Term - document matrix
Cosine Similarity
- We can calculate the cosine silmilarity of two vectors to judge the degree of their similarity
- Euclidean distance measures the magnitude of distance between two points
- Cosine similarity measures their orientation
- Cosine similarity 가 0.7 ~ 0.8 정도면 비슷한 단어라고 할 수 있다.
- -1 : 역방향 일치, 0 : 불일치, 1 : 일치
TF - IDF
- Term frequency -inverse document frequency ( TF-IDF )
- A scaling to representation a features as function of how frequently it appears in a data point but accounting for its freqency in the overall collection -> 예를 들어, a와 the 같은 관사는 별의미는 없는데 여러 문서에 많이 등장하기는 한다.
- like 는 별의미가 없지만 정보가 없지만 문서에 많이 등장한다. 즉, 특정 문서를 구분할 단서가 되지 않기 때문에 like 에 대한 정보를 떨어트린다. 즉, IDF를 0으로 만들어버린다.
Intrinsic Evaluation
- Relatedness : correlation between vector similarity of pair of words and human judgments -> vector similarity 와 human judgment 두 벡터의 연관성을 분석한다.

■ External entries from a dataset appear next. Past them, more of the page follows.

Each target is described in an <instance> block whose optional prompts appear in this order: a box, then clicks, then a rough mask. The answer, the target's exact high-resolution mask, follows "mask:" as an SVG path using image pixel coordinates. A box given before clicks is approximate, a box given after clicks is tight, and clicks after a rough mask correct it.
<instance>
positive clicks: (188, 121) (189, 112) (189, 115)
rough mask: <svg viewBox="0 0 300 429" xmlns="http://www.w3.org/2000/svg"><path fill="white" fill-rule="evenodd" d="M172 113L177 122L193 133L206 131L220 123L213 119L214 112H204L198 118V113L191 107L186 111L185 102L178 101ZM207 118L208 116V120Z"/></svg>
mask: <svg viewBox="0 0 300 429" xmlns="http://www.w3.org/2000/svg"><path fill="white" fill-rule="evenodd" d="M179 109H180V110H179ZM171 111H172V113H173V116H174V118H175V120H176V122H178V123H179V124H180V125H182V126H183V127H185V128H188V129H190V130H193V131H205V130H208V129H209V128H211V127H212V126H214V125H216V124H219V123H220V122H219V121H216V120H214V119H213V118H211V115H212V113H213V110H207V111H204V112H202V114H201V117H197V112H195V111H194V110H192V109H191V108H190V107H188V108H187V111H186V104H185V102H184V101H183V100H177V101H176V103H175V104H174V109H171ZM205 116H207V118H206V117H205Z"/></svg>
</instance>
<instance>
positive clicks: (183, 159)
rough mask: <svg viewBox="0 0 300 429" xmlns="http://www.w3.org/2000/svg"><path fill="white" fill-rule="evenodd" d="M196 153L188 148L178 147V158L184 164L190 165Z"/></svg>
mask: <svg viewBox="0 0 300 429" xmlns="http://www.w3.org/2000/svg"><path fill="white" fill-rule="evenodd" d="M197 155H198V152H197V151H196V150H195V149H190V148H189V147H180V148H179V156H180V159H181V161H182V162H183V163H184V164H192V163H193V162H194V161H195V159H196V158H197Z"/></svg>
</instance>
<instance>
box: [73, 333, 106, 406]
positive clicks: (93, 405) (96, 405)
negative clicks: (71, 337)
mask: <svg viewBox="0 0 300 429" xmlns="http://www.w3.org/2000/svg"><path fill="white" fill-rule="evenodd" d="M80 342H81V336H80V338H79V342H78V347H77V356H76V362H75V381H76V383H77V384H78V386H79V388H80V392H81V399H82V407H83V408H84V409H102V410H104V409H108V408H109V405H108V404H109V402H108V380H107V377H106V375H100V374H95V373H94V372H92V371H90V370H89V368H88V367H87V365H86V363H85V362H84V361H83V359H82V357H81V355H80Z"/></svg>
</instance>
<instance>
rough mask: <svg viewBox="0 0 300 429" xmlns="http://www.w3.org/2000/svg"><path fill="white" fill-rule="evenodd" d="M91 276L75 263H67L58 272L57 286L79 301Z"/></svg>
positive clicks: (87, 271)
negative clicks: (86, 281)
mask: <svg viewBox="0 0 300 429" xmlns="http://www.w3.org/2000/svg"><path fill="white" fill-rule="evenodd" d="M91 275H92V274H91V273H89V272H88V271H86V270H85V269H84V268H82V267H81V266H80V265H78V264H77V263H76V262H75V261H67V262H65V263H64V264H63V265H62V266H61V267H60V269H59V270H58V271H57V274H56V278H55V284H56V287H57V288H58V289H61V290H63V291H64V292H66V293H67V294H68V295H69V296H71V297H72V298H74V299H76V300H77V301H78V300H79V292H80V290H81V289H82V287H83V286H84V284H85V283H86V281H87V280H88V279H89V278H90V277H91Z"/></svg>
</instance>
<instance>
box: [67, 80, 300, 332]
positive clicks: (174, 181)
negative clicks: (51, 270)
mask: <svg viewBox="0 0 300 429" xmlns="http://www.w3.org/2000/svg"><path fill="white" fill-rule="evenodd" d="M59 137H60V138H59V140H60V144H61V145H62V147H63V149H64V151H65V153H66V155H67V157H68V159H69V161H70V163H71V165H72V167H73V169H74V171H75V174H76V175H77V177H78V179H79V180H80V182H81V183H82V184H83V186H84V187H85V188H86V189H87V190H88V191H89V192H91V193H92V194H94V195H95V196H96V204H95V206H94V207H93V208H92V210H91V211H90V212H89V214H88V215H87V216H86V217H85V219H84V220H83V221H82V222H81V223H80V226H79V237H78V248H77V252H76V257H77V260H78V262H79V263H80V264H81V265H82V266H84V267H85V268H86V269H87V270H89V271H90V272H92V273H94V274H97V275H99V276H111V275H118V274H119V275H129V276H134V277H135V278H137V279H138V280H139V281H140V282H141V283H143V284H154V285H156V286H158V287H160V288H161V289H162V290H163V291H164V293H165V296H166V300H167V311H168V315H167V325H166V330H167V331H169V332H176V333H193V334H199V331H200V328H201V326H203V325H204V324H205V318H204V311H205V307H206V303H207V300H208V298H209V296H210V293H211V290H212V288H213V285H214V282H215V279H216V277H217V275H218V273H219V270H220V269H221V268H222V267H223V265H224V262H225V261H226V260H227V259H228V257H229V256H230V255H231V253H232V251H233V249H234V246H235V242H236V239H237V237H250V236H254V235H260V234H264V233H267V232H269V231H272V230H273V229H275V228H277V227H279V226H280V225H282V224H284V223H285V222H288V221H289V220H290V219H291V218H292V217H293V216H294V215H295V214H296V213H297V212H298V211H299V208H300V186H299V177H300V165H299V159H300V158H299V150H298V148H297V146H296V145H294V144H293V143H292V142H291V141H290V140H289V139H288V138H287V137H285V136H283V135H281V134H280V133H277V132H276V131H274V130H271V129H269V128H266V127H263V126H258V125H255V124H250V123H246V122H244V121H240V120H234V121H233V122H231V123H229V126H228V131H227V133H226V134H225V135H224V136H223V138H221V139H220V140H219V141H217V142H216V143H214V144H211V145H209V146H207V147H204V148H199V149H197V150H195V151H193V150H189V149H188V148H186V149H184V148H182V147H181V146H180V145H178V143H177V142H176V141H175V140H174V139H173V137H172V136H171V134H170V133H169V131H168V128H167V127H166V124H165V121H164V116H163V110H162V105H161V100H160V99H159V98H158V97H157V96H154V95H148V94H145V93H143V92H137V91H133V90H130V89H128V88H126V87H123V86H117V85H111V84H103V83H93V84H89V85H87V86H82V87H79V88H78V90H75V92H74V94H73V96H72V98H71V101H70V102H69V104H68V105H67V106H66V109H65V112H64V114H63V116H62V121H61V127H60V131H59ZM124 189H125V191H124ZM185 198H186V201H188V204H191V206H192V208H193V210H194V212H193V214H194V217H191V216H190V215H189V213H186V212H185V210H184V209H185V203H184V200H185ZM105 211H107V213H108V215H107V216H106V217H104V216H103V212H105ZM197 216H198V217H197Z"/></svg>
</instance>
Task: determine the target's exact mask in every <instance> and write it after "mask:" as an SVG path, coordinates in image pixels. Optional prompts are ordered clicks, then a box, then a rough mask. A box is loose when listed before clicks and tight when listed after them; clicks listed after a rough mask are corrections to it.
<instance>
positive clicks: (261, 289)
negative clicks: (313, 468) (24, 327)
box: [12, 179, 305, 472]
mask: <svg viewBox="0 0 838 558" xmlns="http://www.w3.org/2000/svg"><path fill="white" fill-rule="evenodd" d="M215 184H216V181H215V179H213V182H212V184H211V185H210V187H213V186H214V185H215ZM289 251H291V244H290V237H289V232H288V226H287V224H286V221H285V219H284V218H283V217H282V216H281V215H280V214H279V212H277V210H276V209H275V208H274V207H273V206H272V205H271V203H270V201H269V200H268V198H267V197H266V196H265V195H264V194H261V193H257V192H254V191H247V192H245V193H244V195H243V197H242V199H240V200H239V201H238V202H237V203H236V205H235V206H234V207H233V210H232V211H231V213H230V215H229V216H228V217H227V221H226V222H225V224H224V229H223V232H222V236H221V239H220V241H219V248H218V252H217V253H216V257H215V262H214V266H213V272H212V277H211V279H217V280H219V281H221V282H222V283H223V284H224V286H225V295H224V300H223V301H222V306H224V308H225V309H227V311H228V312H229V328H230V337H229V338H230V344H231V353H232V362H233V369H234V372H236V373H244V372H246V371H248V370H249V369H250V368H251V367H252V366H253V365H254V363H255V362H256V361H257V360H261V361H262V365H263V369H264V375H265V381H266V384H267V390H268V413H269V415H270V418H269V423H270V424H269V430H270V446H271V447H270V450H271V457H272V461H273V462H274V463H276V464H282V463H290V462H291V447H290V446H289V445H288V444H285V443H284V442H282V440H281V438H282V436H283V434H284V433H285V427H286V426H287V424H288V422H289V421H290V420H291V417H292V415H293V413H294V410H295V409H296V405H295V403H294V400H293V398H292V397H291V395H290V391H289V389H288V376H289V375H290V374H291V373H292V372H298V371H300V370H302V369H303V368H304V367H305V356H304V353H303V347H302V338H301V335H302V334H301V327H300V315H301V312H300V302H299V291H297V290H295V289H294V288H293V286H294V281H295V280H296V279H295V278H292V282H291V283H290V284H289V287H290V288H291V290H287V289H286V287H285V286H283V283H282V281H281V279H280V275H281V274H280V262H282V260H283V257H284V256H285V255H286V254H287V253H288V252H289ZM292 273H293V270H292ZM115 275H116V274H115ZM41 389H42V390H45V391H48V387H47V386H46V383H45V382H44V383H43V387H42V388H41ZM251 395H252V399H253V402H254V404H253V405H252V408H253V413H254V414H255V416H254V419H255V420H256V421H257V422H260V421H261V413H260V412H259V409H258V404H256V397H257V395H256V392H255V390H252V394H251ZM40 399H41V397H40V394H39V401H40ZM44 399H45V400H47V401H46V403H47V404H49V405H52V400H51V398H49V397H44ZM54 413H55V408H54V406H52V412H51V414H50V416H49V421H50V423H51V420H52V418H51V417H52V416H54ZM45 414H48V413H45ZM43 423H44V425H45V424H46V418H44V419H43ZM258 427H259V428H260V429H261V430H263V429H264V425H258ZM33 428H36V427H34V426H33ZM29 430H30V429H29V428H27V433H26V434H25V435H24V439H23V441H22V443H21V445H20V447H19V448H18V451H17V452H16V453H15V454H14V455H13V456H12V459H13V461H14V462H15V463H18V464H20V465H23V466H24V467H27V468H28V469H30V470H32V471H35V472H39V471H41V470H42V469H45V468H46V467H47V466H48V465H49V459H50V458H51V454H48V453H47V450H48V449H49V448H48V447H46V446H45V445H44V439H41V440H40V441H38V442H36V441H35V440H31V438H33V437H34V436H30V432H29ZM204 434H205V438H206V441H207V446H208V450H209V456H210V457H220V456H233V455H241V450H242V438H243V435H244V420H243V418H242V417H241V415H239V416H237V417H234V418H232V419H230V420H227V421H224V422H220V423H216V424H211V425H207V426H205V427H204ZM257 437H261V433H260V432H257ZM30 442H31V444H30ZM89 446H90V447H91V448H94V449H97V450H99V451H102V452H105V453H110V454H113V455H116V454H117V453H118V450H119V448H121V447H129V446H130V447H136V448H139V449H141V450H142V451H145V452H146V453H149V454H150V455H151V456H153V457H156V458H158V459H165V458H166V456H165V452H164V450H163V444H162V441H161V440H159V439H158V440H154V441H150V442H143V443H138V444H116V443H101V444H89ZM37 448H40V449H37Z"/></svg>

- Analogical reasoning (Mikolov et al. 2013). For analogy Germany : Berlin :: France : ???, find closest vector to v("Berlin") - v("Germany") + v("France")
Sparse vectors -> Dense vectors (Word embedding)
- Learning low-dimensional(약 50~300차원) representations of words by framing a predicting task : using context to predict words in a surrounding window
- Transform this into a supervised prediction problem; similar to language modeling but we're ignoring order whitin the context window
Dense vectors from prediction
- skipgram model(Mikolov et al. 2013) : give a single word in a sentence, predict the words in a context window around it.
- 먼저 임의의 값으로 벡터들을 초기화한 후, 특정 단어가 주어졌을 때 그 주변 단어들의 등장 확률을 증가시키는 방향으로 학습하는 알고리즘이다. 가량 I love him but he hates me. 라는 문장을 생각해보자. 여기서 him 이라는 단어를 기준으로 앞 뒤 두 단어들인 I, love, but, he의 발생 확률을 증가시키는 방향으로 학습하게 된다. ( 여기서 앞 뒤 두 단어라고 했으니 window size = 2 이다. )
- 비슷한 문맥에서 등장하는 context -> skip-gram 등의 방법으로 word embedding 을 만든다. -> 비슷한 context 는 비슷한 vector 값을 가지게 된다.
- Mikolov et al. 2013 show that vector representations have some potential for analogical reasoning through vector arithmetic ( = Analogical inference = analogy reasoning )
Low - dimensional distributed representation
- Low-dimensional, dense word representations are extradrdinarily powerful
- Lets your representation of the input share statistical strength with words that behave similarly in terms of their sidtributional properties (often synonyms or words that belong to the same class)
Two kinds of training data
- The labeled data for a specific task (e.g., labeled sentiment for movie reviews) : 2K labels/reviews, ~ 1.5M words-> used to train a supervised model
- General text ( Wikipedia, the web, books, etc .), -> ~trillions of words -> used train word distributed representation
using dense vectors
- In neural models (CNNs, RNNs, LM), replace the V-demensional sparse vector with the much smaller K-dimensional dense one.
- Can alse take the derivative of the loss function with respect to those representations to optimize for a paricular task. -> dense vector로 특정 task 를 최적화하기 위해서 손실함수를 미분할 수도 있다.